U.S. stocks drop after hours as Trump imposes sweeping tariffs, S&P 500 ETF falls 2%: Live updates

A trader works on the floor at the New York Stock Exchange on April 2, 2025.

Brendan McDermid | Reuters

U.S. stocks fell in after hours trading as President Donald Trump unveiled sweeping tariffs of at least 10% and even higher for some countries, raising the risks of a global trade war that hits the U.S. economy.

The SPDR S&P 500 ETF Trust (SPY), which tracks the S&P 500, lost 2.9%. The Invesco QQQ ETF, which corresponds to the Nasdaq-100 Index, shed 3.5%. The SPDR Dow Jones Industrial Average ETF Trust (DIA) lost 1.4%.

Shares of multinational companies tumbled in extended trading. Nike lost 7% and Apple dropped 6%. Shares of big sellers of imported goods were among the hardest hit. Five Below lost 11% and Gap plunged 12%. Tech shares dropped in an overall risk-off mood, with Nvidia off 4% and Tesla down 5%.

The White House unveiled a baseline tariff rate of 10% on all countries that goes into effect April 5. Even bigger duties against countries that levy higher rates on the U.S. will be charged in coming days, according to the administration.

“We will charge them approximately half of what they are and have been charging us,” said Trump in a press conference from the White House Rose Garden. “So, the tariffs will be not a full reciprocal.”

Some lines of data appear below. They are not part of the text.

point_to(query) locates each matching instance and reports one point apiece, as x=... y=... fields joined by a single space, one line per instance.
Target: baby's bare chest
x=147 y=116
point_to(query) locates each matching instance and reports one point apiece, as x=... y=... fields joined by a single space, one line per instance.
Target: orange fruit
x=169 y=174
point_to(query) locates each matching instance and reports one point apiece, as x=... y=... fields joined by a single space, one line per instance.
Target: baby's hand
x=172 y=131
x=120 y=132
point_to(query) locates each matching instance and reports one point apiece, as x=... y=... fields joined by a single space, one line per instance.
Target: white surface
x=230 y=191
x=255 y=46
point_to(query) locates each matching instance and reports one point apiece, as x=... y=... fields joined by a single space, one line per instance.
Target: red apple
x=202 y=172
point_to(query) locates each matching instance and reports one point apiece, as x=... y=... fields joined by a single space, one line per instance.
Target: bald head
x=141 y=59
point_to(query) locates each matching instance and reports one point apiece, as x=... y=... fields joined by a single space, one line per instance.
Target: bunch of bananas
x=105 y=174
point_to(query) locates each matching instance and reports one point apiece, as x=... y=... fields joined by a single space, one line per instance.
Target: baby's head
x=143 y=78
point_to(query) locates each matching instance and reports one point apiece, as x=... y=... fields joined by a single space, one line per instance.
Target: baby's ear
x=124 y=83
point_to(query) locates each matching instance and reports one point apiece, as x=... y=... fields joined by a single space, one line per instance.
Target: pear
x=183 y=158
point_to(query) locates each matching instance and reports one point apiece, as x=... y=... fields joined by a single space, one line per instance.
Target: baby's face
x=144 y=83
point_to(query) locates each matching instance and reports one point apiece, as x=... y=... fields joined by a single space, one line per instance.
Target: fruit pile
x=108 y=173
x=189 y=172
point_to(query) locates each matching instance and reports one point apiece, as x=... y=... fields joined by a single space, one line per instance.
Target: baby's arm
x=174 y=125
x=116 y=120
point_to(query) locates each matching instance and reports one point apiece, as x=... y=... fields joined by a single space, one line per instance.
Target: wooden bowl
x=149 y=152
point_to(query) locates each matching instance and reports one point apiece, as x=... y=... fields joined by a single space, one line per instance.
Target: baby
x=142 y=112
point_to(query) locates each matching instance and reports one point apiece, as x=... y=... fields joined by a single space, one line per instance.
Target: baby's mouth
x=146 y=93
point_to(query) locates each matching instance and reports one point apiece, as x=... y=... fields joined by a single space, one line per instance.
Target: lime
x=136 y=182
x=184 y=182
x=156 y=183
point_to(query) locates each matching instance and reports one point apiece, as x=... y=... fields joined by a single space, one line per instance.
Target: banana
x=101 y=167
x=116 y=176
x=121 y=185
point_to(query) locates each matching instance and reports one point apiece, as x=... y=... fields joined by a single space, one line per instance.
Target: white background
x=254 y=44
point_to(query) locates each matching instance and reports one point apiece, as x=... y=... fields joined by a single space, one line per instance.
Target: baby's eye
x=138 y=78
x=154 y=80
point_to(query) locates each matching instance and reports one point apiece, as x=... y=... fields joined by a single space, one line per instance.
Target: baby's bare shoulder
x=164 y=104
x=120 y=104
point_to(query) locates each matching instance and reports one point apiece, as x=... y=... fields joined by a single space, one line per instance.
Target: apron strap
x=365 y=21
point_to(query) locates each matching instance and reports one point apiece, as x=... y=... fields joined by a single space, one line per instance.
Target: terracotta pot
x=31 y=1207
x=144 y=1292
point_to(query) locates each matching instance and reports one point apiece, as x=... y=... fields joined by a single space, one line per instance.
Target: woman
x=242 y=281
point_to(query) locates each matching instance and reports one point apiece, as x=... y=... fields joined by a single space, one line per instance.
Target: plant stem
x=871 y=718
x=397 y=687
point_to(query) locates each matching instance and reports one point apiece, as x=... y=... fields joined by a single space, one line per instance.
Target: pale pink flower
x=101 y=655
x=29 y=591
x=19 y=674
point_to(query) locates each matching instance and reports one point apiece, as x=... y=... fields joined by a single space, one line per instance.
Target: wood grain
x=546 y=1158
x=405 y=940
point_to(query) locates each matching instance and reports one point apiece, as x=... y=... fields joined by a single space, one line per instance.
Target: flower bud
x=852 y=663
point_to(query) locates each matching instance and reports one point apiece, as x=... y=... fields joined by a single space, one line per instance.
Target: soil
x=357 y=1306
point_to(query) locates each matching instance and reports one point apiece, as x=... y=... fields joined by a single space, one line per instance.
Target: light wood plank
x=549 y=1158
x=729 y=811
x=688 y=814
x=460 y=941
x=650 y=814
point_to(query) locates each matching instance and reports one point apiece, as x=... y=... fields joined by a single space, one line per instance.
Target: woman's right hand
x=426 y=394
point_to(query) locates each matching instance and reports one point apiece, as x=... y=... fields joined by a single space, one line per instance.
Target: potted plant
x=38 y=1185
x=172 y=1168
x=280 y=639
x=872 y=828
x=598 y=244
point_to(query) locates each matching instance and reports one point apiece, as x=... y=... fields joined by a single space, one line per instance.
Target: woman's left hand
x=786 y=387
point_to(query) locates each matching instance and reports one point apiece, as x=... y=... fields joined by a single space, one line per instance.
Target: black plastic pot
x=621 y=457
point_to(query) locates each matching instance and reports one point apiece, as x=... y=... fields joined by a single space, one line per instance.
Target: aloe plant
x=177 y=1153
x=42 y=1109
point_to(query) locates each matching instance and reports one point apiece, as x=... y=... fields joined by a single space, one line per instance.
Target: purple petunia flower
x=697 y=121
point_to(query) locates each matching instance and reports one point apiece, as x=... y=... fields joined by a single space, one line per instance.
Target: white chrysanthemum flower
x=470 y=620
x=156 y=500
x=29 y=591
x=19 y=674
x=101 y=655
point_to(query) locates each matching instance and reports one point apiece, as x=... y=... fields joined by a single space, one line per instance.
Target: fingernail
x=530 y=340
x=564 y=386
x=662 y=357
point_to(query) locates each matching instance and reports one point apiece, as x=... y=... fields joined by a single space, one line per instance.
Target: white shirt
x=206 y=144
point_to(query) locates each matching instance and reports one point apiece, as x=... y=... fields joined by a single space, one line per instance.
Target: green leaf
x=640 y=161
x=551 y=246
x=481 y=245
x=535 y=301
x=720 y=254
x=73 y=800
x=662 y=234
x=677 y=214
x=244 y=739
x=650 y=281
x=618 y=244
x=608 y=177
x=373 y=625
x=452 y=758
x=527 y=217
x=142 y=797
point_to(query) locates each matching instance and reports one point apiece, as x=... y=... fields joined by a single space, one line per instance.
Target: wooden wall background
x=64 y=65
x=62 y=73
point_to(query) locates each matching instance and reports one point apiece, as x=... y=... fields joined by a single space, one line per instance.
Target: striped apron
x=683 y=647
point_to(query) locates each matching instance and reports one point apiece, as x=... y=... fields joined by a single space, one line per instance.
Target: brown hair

That halved figure includes “the combined rate of all their tariffs, non-monetary barriers and other forms of cheating,” he said.

What’s likely spooking traders is that these rates will end up being much higher than expected for many nations. For example, the effective tariff rate for China will now be 54% when accounting for the new reciprocal rate and duties already levied against the country, the White House clarified to CNBC. Traders had hoped a 10% rate would be a universally applied cap, not a minimum starting point.

“What was delivered was as haphazard as anything this administration has done to date, and the level of complication on top of the ultimate level of new tariffs is worse than had been feared and not yet priced into the market,” said Art Hogan, chief market strategist at B. Riley Wealth Management.

The S&P 500 rose for a third day Wednesday on hopes Trump would not announce a severe tariff plan on the risk it would tip the economy into a slowdown and raise inflation.

“If he would have come in with just the 10%, I think the markets would probably be up quite a bit right now,” said Larry Tentarelli, chief technical strategist at the Blue Chip Trend Report. “But because the tariffs came in bigger than many expected, I think what that does is it creates more downside volatility right now.”

The benchmark has been hit hard since late February, briefly falling into correction territory, because of the heightened uncertainty caused by Trump’s ongoing tariff announcements. This uncertainty has started to show up in some sluggish economic data, which further pressured stocks by heightening recession fears.

Trump said on Wednesday previously announced tariffs on Canada and Mexico will remain and a reciprocal rate will not be added to those levies.

“More severe tariff rates are currently rocking share prices, but Trump is still negotiating,” said Jeff Kilburg of KKM Financial.